Suara denting keyboard piano menggema di dalam rumah itu. Sudah lama, Zindy tak melihat ibunya bermain keyboard itu. Suara indah dari melodi lagu menghayutkan. Seokah membuat lupa sejenak beban hidup.
“Ibu, udah bisa main keyboard? Token rumah udah nggak bunyi lagi. Ibu udah dapat pinjaman uang dari mana?” Zindy heran.
“Ada temen kerja Ibu tadi berbaik hati kasih pinjem uang buat bayar listrik. Rencananya Ibu mau jual keyboard piano ini. Ini keyboard yang nemenin Ibu waktu jadi mahasiswa jurusan seni musik dulu. Mau Ibu jual atau gadai dulu buat bayar biaya sekolah kamu. Setidaknya bisa mencicil.” Mata Ibu berkaca-kaca. “Maaf ya buat kamu susah. Keuangan kita memang baru down. Ibu cuma mengetes keyboard ini. Dulu kuliah jurusan seni musik. Pengennya jadi guru seni musik. Tapi, kenyataannya kalau jadi guru honorer gajinya kecil. Ibu nggak bisa kayak gitu terus. Jadi guru di sekolah swasta saingannya banyak. Ibu udah kalah umur. Mau kerja jadi pemain musik, Ibu juga udah kalah saing, Nak. Banyak yang lebih muda dan lebih jago daripada Ibu.” Ibu mengusap air matanya.
“Jangan dijual, Bu. Ini kan benda pemberian almarhum Simbah Kakung. Ibu simpan aja. Zindy mau izin bantu jualan mulai besok di sekolah! Ini ada modalnya!” Lembaran uang kemerahan itu ditunjukkan kepada Ibu.
“Kamu dapat uang dari mana?” Ibu kaget.
“Rara kasih pinjam, Bu. Dia sahabat baik Zindy di sekolah. Anak orang kaya tapi nggak sombong. Nggak usah gadai keyboard. Itu benda kenangan. Mungkin juga kalau dijual harganya murah. Kan udah ketinggalan zaman, Bu.” Zindy tak yakin keyboard itu bisa terjual mahal.
“Keyboard ini memang udah tua dan jarang dipakai sejak Ibu berhenti jadi guru seni musik. Tapi, sejak dulu Ibu rawat dengan sungguh-sungguh. Ibu selalu lap tiap minggu dan dijaga biar tetap hidup. Meski cuma main, satu lagu.” Tangan Ibu mengusap keyboard itu. “Kamu ingat nggak? Dulu waktu kecil suka Ibu ajarin kenal nada pakai keyboard ini?”
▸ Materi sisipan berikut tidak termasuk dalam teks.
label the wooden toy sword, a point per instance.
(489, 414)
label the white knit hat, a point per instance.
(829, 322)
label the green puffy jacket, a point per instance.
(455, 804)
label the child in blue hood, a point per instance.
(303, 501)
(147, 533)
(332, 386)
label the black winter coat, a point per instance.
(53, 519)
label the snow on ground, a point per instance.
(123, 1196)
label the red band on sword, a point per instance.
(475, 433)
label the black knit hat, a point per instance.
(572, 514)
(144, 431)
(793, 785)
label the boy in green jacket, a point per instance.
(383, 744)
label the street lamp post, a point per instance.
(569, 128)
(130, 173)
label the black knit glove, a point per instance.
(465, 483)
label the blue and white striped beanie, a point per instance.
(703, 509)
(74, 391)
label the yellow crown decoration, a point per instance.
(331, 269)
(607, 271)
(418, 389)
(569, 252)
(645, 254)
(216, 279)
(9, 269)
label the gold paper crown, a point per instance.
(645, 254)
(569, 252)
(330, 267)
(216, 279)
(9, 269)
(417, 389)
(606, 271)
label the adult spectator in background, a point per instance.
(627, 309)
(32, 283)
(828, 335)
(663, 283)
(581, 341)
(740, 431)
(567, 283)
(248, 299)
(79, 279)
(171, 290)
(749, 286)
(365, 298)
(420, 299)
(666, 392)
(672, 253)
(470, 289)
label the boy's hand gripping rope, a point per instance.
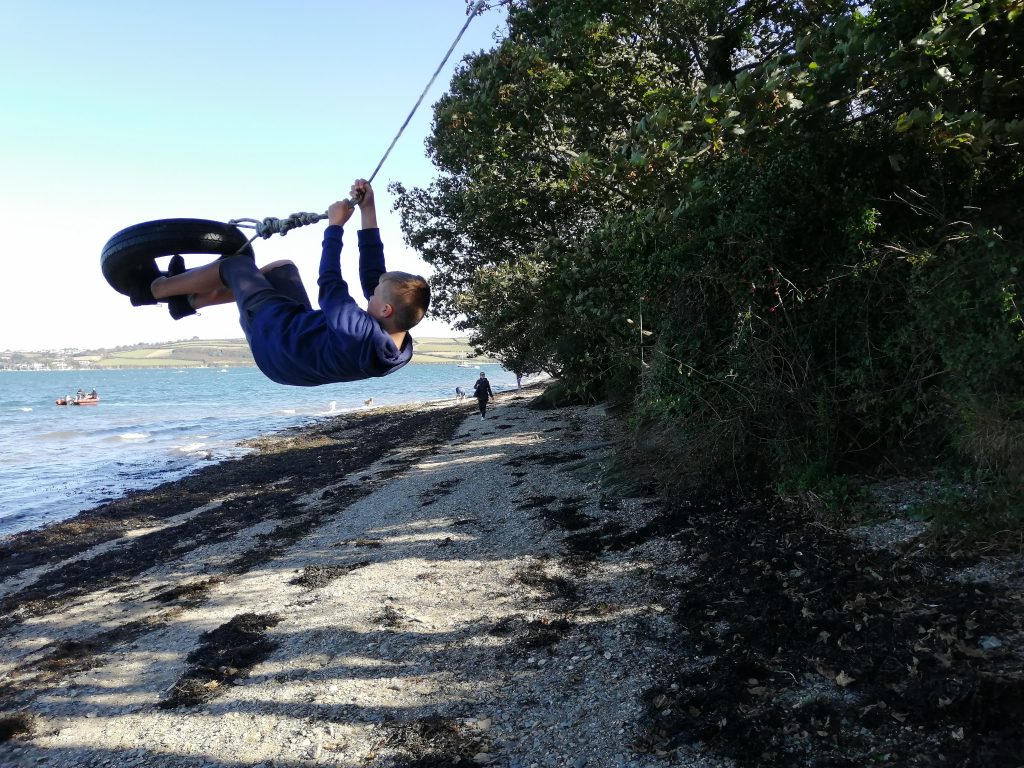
(271, 225)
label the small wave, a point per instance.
(59, 435)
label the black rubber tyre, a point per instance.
(129, 257)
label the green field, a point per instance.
(210, 353)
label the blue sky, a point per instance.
(118, 113)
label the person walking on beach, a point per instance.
(482, 392)
(291, 342)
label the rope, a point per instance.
(270, 225)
“Ingat, Bu. Itu masa yang manis. Waktu Ayah masih ada. Udah, deh, Bu. Nggak usah ingat masa lalu.” Zindy tak mau mengingat hal itu. “Aku pengen berjuang juga buat hidupku. Pengen menulis nada indah dengan caraku sendiri. Meski aku juga nggak paham nada tapi pengen bikin lagu di hidupku nggak cuma sedih tapi happy ending, Bu. Izinkan Zindy jualan ya, Bu….” Pinta Zindy.
“Kamu masih kecil. Sekolah aja dulu. Ibu masih kuat cari uang. Cari uang itu tanggung jawab Ibu, Nak.” Ibu menggelengkan kepala.
“Tapi, aku cuma jualan di sela-sela istirahat kok. Buat bantu temen-temen yang malas ke kantin juga, Bu. Aku udah kelas sebelas, Bu. SPP masih nunggak. Aku juga pengen kuliah. Kuliah kan butuh biaya jutaan, Bu. Aku nggak mau kalo harus gap year.” Bujuk Zindy.
Suasana hening sangat terasa di malam dengan rintik hujan itu. Mata Ibu dan Zindy saling bertatapan dengan serius. Keduanya saling beradu dengan pikiran masing-masing. Ibu mengembus napas dalam-dalam.
“Ya udah. Boleh. Ibu nggak menyangka kalo kamu udah punya pemikiran sematang ini. Asal jangan sampai lupa belajar.” Ibu memeluk Zindy dengan hangat. “Ibu doakan Zindy jadi anak sukses. Lebih sukses daripada Ibu.”
“Baik, Bu. Aku pasti tetap rajin belajar.” Zindy tersenyum.
Dunia boleh kejam. Tapi, aku masih punya Ibu. Doa Ibu selalu menyertaiku. Kehangatan dan iringan doanya membuatku yakin dan berani terbang lebih tinggi lagi meski rasanya mustahil.